5 things you probably don't know about Venice

How well do you think you know Venice? Probably never enough.  Venice is a city with a lot of history and like many other medieval cities, it’s surrounded by several legends and myths.

Starting with the fact that Venice is a city completely built on water, there are a lot of other things you probably don’t know about, that we are going to reveal in this article.

1. How many bridges does Venice have?

Have you ever wondered how many bridges connect a floating city like Venice? It’s a huge number actually, considering that there was only one bridge in the past: the Rialto Bridge. 

In fact, people used to move around Venice with their own boat so bridges weren’t really necessary at that time but then things changed and today the city counts about 400 bridges. To be precise, there are 391 bridges connecting about 118 small islands Venice is built on.

2. The fires of the Doge’s Palace

The Doge’s Palace is one of the undisputed symbols of Venice and the place where the Serenissima Republic used to administer justice. The architecture of the palace is really impressive, especially if we consider the fact that it was affected by two fires, in the past. 

The first one was in 976 which partially burnt the St. Mark’s Basilica and the close St. Teodoro Church too. From the documents, we know that Pietro I Orseolo – the Doge in charge –  was able to pay for the reconstruction of the palace himself, which means that probably the damage wasn’t that bad.

Doge's Palace

In 1577, another fire damaged the Doge’s Palace and because of it, we lost a lot of precious paintings, such as the Coronation of Virgin Mary in Heaven, by Guariento D’Arpo (1365) which decorated the Great Council Hall. Today, in its place, you can admire the beautiful Paradiso by Tintoretto.
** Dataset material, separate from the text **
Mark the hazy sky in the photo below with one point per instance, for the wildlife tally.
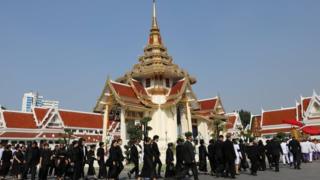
(254, 54)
3. The word “ciao” was born in Venice

You certainly know the word “ciao”, which is the most common form of salutation in Italy. This 4-letter word sees its origin in a phrase Venetians used to say “s-ciào vostro” – literally meaning “I am your slave” – that can be compared to the English way of saying “at your service”. Over time, the expression was shortened to “ciao”, which is the one everyone uses today.

4. The two red columns of the Doge’s Palace

Not all the columns of the Doge’s Palace are white. This is not a joke, in fact, if you look up to the first-floor loggia from the Piazzetta, you’ll notice that the 9th and 10th column are red! History has it that the Doge used to attend the performance in the Piazzetta from here and it seems that the sentences of death were proclaimed from here too.

Gondola ride in Venice

5. Gondolas haven’t always been black

Every tourist who comes to Venice should take agondola ride, not only because it’s an incredible experience you can only live here, but also because this unique transportation is the one Venetian nobles used to take to get around the city, as well as you take your car today.

But there’s a thing about the gondola that you probably don’t know: it hasn’t been always black. In fact, Venetian aristocratic families used to decorate and color their gondolas to show off their power and wealth. But this gondola’s embellishment became degenerate, so the government declared that from that moment on gondolas would have been just black, to avoid any kind of competition between families.

So, now that you know 5 more things about Venice, we can ask you the question again: how well do you think you know Venice?